Marco Furlan foi indiciado por estupro de vulnerável após episódio em chácara no interior de São Paulo

Marco Furlan foi indiciado por estupro de vulnerável após episódio em chácara no interior de São Paulo

Marco Furlan, ator que passou pela Globo na série “Aline”, voltou ao centro de um caso gravíssimo após sua defesa apresentar uma nova versão sobre a noite em que ele foi encontrado sem roupas ao lado de uma criança de 5 anos, em uma chácara em Pindamonhangaba, no interior de São Paulo. Ele foi indiciado por estupro de vulnerável e nega o crime.

Eu já tinha pedido um café curto no Leblon e aberto o bloco de notas só para organizar as próximas bombas do dia, quando essa história apareceu com mais uma camada. E, meus amores, aqui não dá para maquiar: quando uma defesa fala em sexo com prima, lapso de memória e criança no quarto, a fofoca vira caso de polícia com letra maiúscula.

Segundo a advogada Graciele Queiroz, Marco estava bêbado na festa quando teria sido chamado pela aniversariante, sua prima, para entrar na casa. A defesa afirma que os dois mantiveram relação sexual e que, durante o ato, ele passou mal. Ainda de acordo com a versão apresentada, a própria aniversariante o teria levado ao banheiro.

O problema é o que vem depois.
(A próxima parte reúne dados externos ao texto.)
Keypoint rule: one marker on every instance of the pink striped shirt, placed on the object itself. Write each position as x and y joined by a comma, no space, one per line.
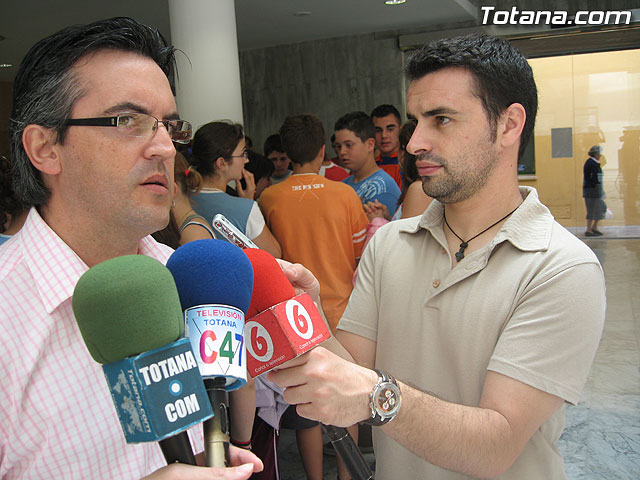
57,418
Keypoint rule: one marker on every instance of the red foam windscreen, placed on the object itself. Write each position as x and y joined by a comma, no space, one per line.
270,284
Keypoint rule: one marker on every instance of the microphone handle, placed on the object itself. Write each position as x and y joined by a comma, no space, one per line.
349,452
216,429
177,449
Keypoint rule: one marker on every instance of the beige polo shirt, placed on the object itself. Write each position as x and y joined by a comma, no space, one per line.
529,305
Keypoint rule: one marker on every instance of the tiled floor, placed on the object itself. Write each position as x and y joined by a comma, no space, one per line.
601,440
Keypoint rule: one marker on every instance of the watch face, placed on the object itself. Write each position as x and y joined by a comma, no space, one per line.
387,399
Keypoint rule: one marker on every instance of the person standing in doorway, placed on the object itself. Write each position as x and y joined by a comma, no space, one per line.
593,192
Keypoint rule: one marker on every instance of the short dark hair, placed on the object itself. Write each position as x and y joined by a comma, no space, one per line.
259,165
45,88
212,141
359,123
384,110
302,137
501,73
273,144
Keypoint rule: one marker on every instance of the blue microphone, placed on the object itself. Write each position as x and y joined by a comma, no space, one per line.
215,283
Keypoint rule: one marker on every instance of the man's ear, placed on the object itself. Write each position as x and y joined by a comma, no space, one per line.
221,163
371,144
39,144
511,125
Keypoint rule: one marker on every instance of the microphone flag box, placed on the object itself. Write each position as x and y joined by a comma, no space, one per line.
159,393
216,335
283,332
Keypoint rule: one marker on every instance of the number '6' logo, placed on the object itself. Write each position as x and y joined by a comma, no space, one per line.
260,344
299,319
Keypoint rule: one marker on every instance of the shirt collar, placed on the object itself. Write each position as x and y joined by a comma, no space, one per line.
528,228
55,267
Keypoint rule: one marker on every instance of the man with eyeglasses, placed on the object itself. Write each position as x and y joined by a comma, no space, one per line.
92,131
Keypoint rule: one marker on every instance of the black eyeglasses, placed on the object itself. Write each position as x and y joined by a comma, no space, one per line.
244,155
138,125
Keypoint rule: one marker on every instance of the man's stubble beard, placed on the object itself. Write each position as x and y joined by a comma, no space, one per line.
456,186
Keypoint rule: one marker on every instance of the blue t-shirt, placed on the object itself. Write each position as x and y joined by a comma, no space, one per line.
244,213
377,186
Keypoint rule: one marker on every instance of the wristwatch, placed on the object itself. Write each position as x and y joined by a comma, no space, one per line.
384,400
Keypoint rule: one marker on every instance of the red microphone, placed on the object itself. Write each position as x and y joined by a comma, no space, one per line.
281,325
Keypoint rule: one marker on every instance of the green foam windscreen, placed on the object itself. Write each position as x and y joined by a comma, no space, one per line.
125,306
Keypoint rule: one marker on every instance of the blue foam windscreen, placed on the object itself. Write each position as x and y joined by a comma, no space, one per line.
212,272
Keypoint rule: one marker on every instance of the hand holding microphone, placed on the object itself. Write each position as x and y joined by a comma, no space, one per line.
283,326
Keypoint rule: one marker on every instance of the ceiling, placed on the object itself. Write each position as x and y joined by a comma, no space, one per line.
260,23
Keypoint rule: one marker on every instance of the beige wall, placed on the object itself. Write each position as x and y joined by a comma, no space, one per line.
598,96
5,111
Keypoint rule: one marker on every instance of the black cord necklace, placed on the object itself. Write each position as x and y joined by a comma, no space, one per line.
465,243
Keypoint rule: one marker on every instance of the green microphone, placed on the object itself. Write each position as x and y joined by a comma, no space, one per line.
129,314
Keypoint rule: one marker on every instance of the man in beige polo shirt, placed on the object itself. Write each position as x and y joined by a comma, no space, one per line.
486,311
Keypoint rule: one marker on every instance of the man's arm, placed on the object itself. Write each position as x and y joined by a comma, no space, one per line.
480,441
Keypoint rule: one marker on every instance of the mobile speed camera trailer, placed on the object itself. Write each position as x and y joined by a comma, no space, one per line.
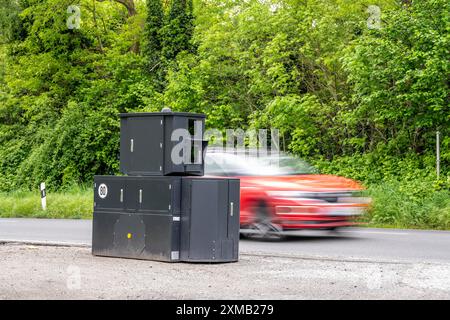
164,209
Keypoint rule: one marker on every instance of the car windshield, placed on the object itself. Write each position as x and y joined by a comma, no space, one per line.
226,164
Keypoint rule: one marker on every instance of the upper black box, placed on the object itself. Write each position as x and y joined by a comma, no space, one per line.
162,143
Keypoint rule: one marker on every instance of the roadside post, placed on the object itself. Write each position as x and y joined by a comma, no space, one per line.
164,208
438,154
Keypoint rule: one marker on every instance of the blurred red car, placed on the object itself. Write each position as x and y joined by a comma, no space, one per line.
285,193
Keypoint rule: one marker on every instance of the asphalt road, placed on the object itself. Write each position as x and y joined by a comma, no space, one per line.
381,245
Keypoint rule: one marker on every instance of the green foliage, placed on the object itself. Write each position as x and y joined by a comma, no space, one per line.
411,204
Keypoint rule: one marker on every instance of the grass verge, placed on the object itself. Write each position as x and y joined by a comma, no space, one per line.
413,204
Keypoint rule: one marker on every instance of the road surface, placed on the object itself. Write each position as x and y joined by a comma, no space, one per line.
354,264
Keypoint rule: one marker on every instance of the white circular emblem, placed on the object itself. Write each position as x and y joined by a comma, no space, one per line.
102,191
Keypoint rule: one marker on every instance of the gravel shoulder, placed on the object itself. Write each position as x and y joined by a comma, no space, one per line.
58,272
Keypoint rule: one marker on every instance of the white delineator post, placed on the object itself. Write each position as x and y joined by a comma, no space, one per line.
438,153
43,196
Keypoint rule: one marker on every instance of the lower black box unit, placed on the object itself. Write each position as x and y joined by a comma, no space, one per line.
167,218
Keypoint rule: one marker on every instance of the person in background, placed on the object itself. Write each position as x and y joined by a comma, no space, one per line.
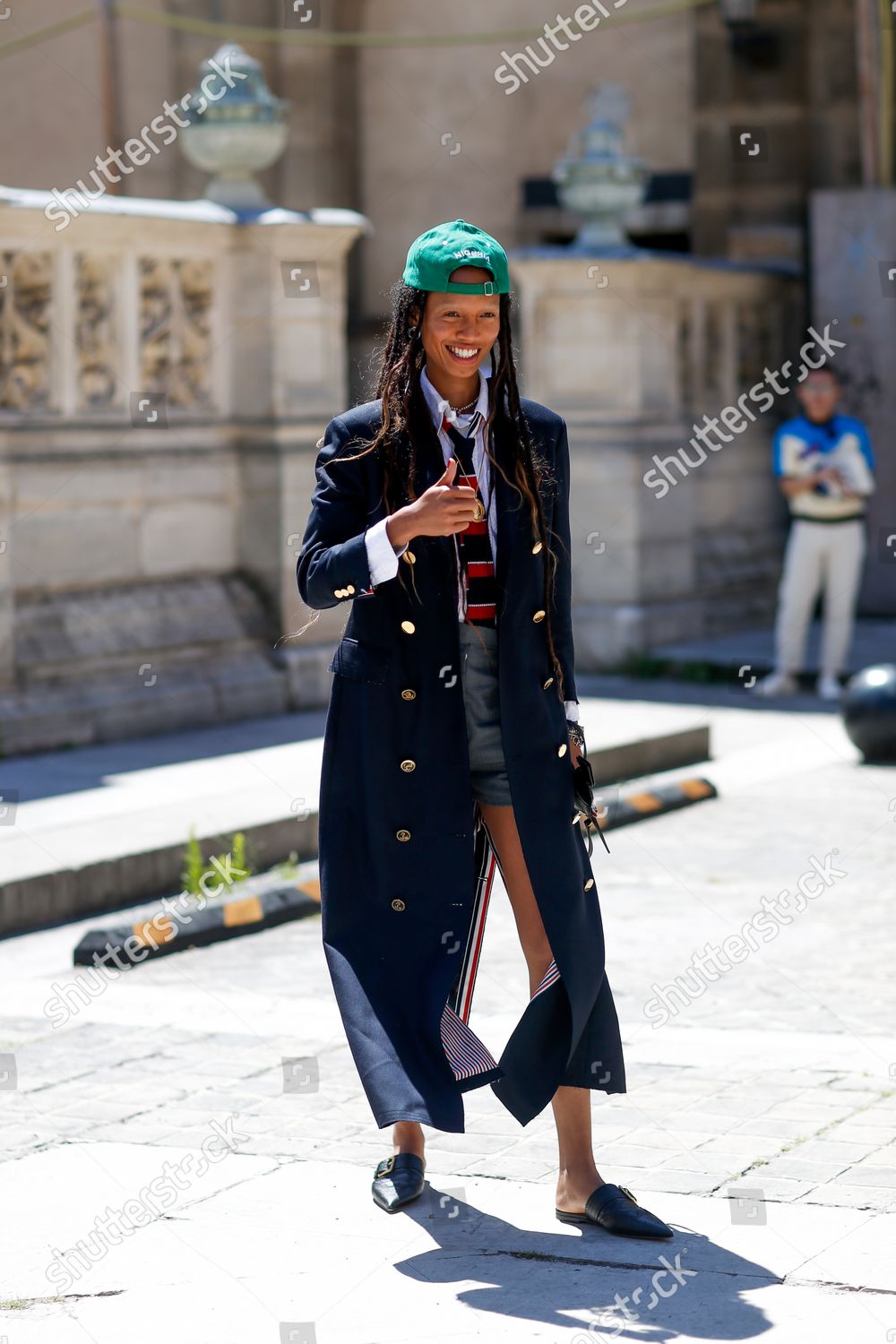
825,464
Marco diz não se lembrar do intervalo entre esse mal-estar e o momento em que acordou ao lado da criança. Por isso, a defesa sustenta que ele teve lapsos de memória e que um exame toxicológico deveria ter sido realizado.

E eu, que quase derrubei o café no pires, fui atrás do detalhe da Globo antes de chamar o homem de “ator da casa”. Marco não é nome atual da emissora, mas teve passagem pela série “Aline”, exibida pela Globo em 2011. Na trama, ele viveu Heitor, personagem descrito na época como o “homem perfeito” que abalava o triângulo vivido por Aline, Otto e Pedro.

A defesa também tenta derrubar uma informação registrada no boletim de ocorrência: a de que Marco teria dito aos policiais que confundiu a criança com a namorada. Graciele nega que ele tenha feito essa declaração e afirma que pretende pedir imagens das câmeras dos agentes, embora o boletim aponte que os policiais não usavam câmeras corporais.

A aniversariante, segundo a própria defesa, não confirmou à polícia que teve relação sexual com o primo. Graciele minimizou esse ponto dizendo que depoimentos em delegacia são dados no “calor da emoção” e que a discussão principal deve acontecer em audiência.

Do outro lado, Maria Fernanda Mituo, advogada da família da criança, afirma que a investigação continua. A criança ainda deve ser ouvida, e novos resultados de exames devem ser divulgados. O primeiro laudo não encontrou lesões visíveis, mas a defesa da família destaca que a ausência de lesões macroscópicas não descarta a tipificação do crime.

Aqui eu deixo bem claro, porque o assunto exige cuidado: Marco Furlan foi indiciado por estupro de vulnerável. A defesa afirma que ele é inocente e contesta pontos da investigação. A família da criança, por sua vez, aguarda o avanço das apurações.

E eu termino o café sem fazer piada, porque tem pauta em que o deboche precisa ficar guardado na bolsa. Há uma criança de 5 anos no centro dessa história, versões conflitantes e uma investigação que ainda precisa esclarecer o que aconteceu naquela noite. Que a Justiça apure cada detalhe, preserve a criança e estabeleça os fatos com a seriedade que o caso exige.